The dataset I will be using covers major outages observed in the continental U.S. These data contain geographical location, regional climatic info, land-use characteristics, electricity consumption patterns, and economic characteristis. I will be using these data to answer a fundamental question about outages in the continental United States.
Now, this question may sound a little bit contrived at first, but it attempts to distinguish a relevant issue from the umbrella-term power outage. It brings us one step closer to understanding why some states have disproportionately high instances of power outage for their population. I hope this incentivises you enough to read on.
Shape: 1534 rows Ă— 54 columns
Relevant Columns: U.S._STATE, CAUSE.CATEGORY
YEAR | MONTH | U.S._STATE | CAUSE.CATEGORY |
---|---|---|---|
2011 | 7 | Minnesota | severe weather |
2014 | 5 | Minnesota | intentional attack |
2010 | 10 | Minnesota | severe weather |
2012 | 6 | Minnesota | severe weather |
2015 | 7 | Minnesota | severe weather |
import pandas as pd
import numpy as np
import os
import plotly.express as px
pd.options.plotting.backend = 'plotly'
I opted for plotly as pandas' plotting backend over matplotlib since it has a more modern look and it's functions are better suited to this project data visualization needs.

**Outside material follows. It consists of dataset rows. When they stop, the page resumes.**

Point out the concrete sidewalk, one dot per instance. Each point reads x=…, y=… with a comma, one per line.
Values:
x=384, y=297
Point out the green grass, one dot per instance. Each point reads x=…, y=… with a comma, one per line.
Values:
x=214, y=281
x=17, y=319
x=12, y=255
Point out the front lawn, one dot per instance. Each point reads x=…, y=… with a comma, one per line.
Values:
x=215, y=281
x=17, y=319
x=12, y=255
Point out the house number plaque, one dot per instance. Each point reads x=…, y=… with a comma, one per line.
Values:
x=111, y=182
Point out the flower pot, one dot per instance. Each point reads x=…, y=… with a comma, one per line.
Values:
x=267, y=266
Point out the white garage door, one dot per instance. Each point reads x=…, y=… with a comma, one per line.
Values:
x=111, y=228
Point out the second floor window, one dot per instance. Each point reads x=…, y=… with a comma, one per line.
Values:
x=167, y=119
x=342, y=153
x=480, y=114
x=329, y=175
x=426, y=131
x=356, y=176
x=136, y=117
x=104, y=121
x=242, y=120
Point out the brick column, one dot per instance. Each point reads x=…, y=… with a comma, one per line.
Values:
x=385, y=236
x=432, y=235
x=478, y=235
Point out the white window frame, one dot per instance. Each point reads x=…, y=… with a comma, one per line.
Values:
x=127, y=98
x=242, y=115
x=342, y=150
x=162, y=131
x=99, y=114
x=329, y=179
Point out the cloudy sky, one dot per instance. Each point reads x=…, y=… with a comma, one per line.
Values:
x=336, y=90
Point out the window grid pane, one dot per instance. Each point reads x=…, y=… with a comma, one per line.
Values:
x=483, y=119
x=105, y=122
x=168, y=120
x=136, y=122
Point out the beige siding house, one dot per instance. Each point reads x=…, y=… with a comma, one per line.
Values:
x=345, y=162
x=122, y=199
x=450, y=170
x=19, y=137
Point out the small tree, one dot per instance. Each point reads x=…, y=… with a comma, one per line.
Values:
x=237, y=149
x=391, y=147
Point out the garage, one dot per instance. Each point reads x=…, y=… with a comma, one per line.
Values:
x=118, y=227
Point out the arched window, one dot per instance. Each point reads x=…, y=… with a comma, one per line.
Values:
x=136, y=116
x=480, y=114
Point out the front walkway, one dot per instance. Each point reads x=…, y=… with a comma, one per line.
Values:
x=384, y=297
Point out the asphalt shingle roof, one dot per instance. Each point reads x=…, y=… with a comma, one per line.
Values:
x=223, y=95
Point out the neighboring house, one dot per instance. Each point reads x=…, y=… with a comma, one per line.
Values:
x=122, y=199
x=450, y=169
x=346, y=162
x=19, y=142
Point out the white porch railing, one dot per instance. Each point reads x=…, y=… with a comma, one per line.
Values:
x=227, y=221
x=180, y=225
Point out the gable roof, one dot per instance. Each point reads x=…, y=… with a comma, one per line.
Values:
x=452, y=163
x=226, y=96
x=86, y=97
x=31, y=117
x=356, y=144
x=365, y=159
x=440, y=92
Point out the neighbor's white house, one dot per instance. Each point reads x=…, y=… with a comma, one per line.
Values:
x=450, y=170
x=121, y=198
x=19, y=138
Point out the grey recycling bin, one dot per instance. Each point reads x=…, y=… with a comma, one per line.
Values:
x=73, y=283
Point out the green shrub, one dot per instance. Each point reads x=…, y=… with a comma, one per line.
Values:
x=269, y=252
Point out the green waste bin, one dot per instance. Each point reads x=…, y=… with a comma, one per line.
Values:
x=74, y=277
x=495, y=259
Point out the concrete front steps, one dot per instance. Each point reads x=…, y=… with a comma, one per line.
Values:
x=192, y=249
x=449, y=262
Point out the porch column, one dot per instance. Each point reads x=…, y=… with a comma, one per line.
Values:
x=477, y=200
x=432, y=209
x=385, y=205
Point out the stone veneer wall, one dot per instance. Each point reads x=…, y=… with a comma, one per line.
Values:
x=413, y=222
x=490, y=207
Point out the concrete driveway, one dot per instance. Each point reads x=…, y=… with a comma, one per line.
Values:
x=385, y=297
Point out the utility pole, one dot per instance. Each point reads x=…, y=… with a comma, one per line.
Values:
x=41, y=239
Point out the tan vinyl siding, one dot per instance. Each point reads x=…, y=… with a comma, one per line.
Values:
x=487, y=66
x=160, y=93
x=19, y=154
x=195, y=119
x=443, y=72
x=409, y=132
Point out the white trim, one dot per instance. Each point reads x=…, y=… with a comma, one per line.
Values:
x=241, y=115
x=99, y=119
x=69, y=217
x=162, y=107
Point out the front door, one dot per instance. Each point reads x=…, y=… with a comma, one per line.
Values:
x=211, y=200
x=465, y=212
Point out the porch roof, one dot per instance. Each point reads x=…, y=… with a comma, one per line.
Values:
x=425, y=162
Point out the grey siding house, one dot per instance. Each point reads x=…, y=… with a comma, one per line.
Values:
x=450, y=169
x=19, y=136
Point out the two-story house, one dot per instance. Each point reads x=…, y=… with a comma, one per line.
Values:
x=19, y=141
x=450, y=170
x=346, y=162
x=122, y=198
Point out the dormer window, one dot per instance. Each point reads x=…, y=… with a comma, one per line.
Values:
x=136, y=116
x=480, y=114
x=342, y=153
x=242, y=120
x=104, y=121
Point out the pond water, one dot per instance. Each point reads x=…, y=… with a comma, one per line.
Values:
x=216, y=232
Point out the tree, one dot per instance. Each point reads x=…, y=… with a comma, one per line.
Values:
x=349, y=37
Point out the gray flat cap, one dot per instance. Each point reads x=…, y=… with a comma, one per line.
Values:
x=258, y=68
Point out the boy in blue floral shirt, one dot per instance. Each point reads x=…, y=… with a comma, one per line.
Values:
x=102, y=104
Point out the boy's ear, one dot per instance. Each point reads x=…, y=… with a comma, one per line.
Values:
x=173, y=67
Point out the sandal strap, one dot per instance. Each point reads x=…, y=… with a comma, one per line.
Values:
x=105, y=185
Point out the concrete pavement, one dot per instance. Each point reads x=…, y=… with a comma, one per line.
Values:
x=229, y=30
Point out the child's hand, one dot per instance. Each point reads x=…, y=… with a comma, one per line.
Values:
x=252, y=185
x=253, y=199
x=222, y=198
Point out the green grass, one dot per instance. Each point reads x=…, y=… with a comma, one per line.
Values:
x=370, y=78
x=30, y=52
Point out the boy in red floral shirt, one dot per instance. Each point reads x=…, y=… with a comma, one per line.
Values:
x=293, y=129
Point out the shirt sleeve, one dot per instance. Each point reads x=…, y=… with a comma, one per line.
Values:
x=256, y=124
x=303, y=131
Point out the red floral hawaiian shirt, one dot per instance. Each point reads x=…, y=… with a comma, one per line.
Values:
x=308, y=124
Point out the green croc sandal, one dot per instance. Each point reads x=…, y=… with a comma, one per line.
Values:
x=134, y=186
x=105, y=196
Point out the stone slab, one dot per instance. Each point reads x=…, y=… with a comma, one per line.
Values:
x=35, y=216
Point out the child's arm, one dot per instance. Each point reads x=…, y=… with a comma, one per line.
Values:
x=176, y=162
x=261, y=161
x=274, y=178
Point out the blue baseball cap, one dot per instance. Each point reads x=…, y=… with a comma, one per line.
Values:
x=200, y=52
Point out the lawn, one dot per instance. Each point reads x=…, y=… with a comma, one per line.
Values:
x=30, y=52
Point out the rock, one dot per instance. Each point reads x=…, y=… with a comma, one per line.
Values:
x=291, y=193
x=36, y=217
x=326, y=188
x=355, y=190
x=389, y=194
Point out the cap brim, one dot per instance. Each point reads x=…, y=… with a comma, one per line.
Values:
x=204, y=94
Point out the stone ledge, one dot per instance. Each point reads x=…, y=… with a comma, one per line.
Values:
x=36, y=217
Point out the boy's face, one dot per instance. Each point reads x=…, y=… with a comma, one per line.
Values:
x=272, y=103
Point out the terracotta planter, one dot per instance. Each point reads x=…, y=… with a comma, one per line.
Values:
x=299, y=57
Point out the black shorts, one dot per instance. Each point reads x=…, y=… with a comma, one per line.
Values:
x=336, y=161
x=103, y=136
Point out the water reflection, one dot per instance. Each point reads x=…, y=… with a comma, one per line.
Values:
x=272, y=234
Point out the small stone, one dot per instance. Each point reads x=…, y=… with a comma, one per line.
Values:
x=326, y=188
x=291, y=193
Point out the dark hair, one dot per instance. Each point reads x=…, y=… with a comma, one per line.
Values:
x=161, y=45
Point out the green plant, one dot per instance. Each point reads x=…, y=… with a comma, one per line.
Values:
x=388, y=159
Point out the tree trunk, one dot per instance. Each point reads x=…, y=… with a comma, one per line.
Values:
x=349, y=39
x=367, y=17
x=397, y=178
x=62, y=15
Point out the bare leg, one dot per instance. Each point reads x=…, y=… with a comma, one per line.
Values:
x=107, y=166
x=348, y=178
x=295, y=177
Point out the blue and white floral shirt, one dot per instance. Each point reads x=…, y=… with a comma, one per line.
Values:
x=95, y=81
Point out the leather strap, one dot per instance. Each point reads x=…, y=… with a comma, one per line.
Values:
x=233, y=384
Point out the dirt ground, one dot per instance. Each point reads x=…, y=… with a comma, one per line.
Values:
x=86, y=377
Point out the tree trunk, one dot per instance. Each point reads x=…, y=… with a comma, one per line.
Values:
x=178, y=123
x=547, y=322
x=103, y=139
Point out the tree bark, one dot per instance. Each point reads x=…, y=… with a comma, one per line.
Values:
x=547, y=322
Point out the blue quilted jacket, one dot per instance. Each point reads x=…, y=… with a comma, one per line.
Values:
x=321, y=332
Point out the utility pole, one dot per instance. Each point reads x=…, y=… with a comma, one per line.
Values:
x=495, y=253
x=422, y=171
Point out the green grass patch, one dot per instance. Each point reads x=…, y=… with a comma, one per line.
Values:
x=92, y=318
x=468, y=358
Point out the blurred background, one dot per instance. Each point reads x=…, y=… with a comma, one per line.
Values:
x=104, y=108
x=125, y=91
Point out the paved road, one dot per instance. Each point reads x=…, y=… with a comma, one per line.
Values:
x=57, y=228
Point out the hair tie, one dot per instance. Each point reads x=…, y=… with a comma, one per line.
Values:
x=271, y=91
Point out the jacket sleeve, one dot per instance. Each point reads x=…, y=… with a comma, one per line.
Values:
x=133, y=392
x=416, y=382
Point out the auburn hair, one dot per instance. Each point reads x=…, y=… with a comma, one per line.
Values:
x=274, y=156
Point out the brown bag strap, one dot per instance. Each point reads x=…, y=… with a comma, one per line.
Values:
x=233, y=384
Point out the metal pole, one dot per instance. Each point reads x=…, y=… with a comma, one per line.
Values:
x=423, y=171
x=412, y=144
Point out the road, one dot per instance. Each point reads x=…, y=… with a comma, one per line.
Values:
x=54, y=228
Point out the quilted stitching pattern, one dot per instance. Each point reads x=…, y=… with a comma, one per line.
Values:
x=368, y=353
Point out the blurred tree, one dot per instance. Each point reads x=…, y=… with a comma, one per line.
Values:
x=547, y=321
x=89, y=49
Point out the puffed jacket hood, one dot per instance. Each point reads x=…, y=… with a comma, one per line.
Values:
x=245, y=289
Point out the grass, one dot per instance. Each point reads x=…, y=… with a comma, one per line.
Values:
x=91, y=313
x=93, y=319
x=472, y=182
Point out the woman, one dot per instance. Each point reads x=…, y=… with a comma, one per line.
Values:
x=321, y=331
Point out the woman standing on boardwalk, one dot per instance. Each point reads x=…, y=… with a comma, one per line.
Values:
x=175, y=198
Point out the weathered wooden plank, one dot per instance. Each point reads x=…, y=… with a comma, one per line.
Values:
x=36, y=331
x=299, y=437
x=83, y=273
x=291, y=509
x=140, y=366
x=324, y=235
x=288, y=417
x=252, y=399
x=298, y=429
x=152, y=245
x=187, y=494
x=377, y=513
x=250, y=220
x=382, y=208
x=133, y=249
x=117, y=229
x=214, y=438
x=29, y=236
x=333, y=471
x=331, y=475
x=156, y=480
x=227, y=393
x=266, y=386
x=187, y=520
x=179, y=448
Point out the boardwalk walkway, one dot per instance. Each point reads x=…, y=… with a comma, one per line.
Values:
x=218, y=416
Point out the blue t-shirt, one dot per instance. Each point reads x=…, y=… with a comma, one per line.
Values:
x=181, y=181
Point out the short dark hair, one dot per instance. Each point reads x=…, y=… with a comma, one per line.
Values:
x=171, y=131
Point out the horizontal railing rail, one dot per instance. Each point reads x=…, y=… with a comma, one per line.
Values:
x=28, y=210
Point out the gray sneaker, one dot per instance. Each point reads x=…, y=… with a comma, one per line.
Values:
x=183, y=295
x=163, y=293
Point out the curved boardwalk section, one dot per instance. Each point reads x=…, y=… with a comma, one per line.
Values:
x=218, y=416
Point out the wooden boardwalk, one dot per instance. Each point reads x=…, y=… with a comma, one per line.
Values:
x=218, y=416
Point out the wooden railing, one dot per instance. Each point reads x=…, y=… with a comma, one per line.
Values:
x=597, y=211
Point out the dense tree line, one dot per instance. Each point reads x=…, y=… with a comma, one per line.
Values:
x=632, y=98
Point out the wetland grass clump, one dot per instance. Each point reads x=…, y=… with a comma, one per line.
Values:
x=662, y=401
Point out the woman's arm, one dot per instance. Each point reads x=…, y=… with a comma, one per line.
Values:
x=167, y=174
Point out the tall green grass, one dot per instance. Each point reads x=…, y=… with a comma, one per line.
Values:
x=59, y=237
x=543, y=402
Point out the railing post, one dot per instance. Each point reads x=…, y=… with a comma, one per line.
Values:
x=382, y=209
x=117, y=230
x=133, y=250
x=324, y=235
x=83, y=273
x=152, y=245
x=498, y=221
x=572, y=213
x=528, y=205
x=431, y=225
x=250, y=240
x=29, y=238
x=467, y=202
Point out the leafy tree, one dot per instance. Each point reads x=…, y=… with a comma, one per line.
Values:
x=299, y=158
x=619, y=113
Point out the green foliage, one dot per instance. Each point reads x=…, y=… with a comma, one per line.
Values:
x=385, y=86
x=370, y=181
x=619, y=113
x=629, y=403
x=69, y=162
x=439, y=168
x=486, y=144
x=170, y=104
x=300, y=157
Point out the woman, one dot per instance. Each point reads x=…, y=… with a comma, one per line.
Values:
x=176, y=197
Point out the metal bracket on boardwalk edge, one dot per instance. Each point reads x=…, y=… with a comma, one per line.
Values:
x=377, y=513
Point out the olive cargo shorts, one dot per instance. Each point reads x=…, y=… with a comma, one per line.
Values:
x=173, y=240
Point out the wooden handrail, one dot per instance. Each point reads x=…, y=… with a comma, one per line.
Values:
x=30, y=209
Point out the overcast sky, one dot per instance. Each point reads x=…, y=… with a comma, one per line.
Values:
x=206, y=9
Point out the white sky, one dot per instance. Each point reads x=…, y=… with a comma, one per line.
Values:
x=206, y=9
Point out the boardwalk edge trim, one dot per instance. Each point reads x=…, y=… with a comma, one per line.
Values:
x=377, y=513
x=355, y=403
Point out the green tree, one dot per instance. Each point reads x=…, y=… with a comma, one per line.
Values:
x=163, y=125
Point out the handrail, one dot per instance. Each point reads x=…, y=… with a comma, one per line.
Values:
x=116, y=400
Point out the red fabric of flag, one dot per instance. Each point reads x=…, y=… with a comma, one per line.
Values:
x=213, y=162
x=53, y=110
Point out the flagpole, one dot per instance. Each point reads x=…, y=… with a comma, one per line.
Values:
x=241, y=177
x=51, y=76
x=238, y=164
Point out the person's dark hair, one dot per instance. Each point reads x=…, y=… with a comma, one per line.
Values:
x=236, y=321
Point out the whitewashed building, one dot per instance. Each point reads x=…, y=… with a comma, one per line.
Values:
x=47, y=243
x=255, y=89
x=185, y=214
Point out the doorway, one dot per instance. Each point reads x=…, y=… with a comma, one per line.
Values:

Fortunately, data cleaning was relatively simple for this project.
I downloaded all the data from this link and opened it with numbers on my Mac. Then, I simply removed the first column, which contained unnecessary descriptive information about the dataset, and the first three rows, which contained no data with the first column removed. Additionally, I removed the column beneath the row containing column names (column 7 in the unchanged file); it contained units for columns with quantitative data. Once I was done pruning the dataset by hand I exported it as a CSV file and saved it to my project folder.
I first imported the data like so:
outage_fp = os.path.join('data', 'outage.csv')
outage = pd.read_csv(outage_fp)
OUTAGE.START.DATE | OUTAGE.START.TIME | OUTAGE.RESTORATION.DATE | OUTAGE.RESTORATION.TIME |
---|---|---|---|
Friday, July 01, 2011 | 5:00:00 PM | Sunday, July 03, 2011 | 8:00:00 PM |
Sunday, May 11, 2014 | 6:38:00 PM | Sunday, May 11, 2014 | 6:39:00 PM |
Tuesday, October 26, 2010 | 8:00:00 PM | Thursday, October 28, 2010 | 10:00:00 PM |
Tuesday, June 19, 2012 | 4:30:00 AM | Wednesday, June 20, 2012 | 11:00:00 PM |
Saturday, July 18, 2015 | 2:00:00 AM | Sunday, July 19, 2015 | 7:00:00 AM |
I wanted to combine the outage start and restoration dates with their respective times and convert them to timestamps assigning these new series to two columns -- 'OUTAGE.START' and 'OUTAGE.RESTORATION' respectively -- while dropping the old ones. The process went as follows.
(outage['OUTAGE.START.DATE'] + ", " + outage['OUTAGE.START.TIME'])
Next, I applied a pd.Timestamp() to each element of the resulting series to convert each string to a timestamp:
.apply(lambda x: pd.Timestamp(x))
Finally, we assign the new steries to new columns and drop the old columns from out original dataframe:
outage['OUTAGE.START'] = ...
outage['OUTAGE.RESTORATION'] = ...
outage = outage.drop(columns=['OUTAGE.START.DATE', 'OUTAGE.START.TIME', 'OUTAGE.RESTORATION.DATE', 'OUTAGE.RESTORATION.TIME'])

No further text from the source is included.